Although I don’t agree, I can possibly accept that Theresa May sees her new version of selective grammar schools as a way of boosting social mobility. But even in its most benign form, with all the flexibilities in the world to provide second chances at twelve and thirteen, there are two major problems.

The first is that many of those backing her proposals will be doing so for quite different reasons, such as nostalgia, middle-class tribal loyalty, or indifference to the evidence of counter-arguments.

The second, and more important reason, is that to do this properly will take a lot of money and a long time: possibly more money than post-Brexit Britain with an ailing NHS can afford, and longer than Theresa May's tenure as PM. I can easily imagine a job half-done, with well-funded new grammar schools flourishing at the expense of the rest.

This would not be unlike the failure of the 1948 Education Act, which had boldly planned a tripartite system, only the technical schools hardly got off the ground and the secondary moderns became sinks while the grammar schools thrived. That might have worked with selection at thirteen, and could work again if it incorporated entry at that age for academic pupils to an expanded sixth form college sector (renamed “Grammar Colleges”?) and for those so inclined to similarly enhanced FE (“Vocational”?) colleges. These are not new arguments and they are expensive, but could work well where density of population makes it viable (in rural counties it would be more difficult).

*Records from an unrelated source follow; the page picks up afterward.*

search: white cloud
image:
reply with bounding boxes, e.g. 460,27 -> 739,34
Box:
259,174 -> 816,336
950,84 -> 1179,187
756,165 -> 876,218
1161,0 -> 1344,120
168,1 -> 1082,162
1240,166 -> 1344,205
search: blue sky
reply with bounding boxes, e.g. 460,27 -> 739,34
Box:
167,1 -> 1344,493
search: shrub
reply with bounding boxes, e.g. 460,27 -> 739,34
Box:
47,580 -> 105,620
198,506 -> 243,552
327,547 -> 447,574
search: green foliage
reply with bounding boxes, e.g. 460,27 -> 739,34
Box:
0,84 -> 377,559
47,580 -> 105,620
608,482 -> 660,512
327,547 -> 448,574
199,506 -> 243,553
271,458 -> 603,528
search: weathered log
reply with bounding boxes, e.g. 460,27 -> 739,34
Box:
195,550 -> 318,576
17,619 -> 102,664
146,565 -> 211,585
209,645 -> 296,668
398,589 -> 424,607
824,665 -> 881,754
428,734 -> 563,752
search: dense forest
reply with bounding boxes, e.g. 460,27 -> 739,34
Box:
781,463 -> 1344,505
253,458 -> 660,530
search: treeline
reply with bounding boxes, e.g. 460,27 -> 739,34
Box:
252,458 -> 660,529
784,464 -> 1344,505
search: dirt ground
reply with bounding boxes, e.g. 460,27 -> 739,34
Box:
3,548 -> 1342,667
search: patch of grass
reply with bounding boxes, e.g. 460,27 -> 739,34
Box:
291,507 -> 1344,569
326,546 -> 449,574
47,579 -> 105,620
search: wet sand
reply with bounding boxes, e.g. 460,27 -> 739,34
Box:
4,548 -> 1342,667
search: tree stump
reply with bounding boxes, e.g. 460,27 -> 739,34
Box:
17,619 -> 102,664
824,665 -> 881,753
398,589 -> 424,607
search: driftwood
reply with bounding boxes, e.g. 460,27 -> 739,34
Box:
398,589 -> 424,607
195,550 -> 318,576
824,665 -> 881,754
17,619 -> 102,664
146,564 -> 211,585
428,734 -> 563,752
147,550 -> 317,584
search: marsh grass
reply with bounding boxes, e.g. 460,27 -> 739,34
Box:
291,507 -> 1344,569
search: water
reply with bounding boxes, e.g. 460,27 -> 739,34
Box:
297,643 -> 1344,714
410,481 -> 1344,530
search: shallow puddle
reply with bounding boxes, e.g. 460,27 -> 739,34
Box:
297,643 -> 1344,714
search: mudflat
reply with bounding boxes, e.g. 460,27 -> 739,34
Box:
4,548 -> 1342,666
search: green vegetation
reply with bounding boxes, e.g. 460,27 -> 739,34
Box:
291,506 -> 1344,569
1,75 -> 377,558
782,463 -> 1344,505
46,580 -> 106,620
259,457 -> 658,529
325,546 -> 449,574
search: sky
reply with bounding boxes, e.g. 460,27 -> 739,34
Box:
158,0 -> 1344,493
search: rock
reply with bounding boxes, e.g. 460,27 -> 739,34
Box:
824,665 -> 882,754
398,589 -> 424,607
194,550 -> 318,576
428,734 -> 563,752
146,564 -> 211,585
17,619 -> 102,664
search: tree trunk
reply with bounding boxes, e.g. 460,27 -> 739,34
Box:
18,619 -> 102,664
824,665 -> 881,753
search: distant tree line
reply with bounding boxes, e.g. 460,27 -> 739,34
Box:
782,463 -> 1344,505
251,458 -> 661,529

Unfortunately Conservative politicians have always appeared blind to those two sectors’ strengths, preferring to regard a school sixth form as the gold standard, however small or under-performing.

Alternatively, May could stop playing with structures and plough the money into making what we’ve got work better.

Patrick Cosgrove

Bucknell

Ms May’s suggestion to create more grammar schools is misconceived. I concur with the criticism of Nicky Morgan, the Education Secretary under Cameron, that “rigorous academic education should not be the preserve of the few”. If this is Morgan’s true belief, then her authorisation in 2015 of a new grammar school in Kent on the pretext that it was an “annexe” to another grammar school over nine miles away, was a deplorable decision and much to her disgrace, since it was made against her principles and despite opposition from local residents and the local state academy.

David Ashton

Kent

All laboratories should have compulsory CCTV cameras to provide a window into animal testing

Vivisectionists have, predictably, objected strongly to the condemnation of Sir David Attenborough and other distinguished people to the use of primates in cruel and distressing experiments. (“Neuroscientists say David Attenborough is being misled by pseudoscientists”, 11 September).

I would go further than Sir Attenborough and say that experimenting on any animal that obviously cannot either give or withhold their consent – and God knows if they could they would surely withhold it – is one of the most extreme forms of immoral behaviour perpetrated by humans. Animals are used in experiments because we can dominate them. They, be they primates, dogs, cats or rodents, cannot escape from their laboratory prisons, and have no choice whatever about the painful and gruesome tests inflicted upon them.

All laboratories (and indeed slaughter houses) should have compulsory CCTV cameras operating at all times and the film should be freely available to the public. I believe in both cases public revulsion and distress at what was revealed would mean changes would be inevitable and rapid.

Penny Little

Great Haseley

Finite money

Satyajit Das in his book A Banquet of Consequences, raises the likelihood of negative interest rates and the obvious need to hoard cash, leading to a run on the banks. He also mentions the employment of ‘finite money’ – by which he means time limited money, to be spent before a set date. The magical thinking of neoliberals and their mad hamster-wheel world of money measured in unreal numbers is destined to fall. There is no alternative. The only question is the scale and nature of the destruction in prospect.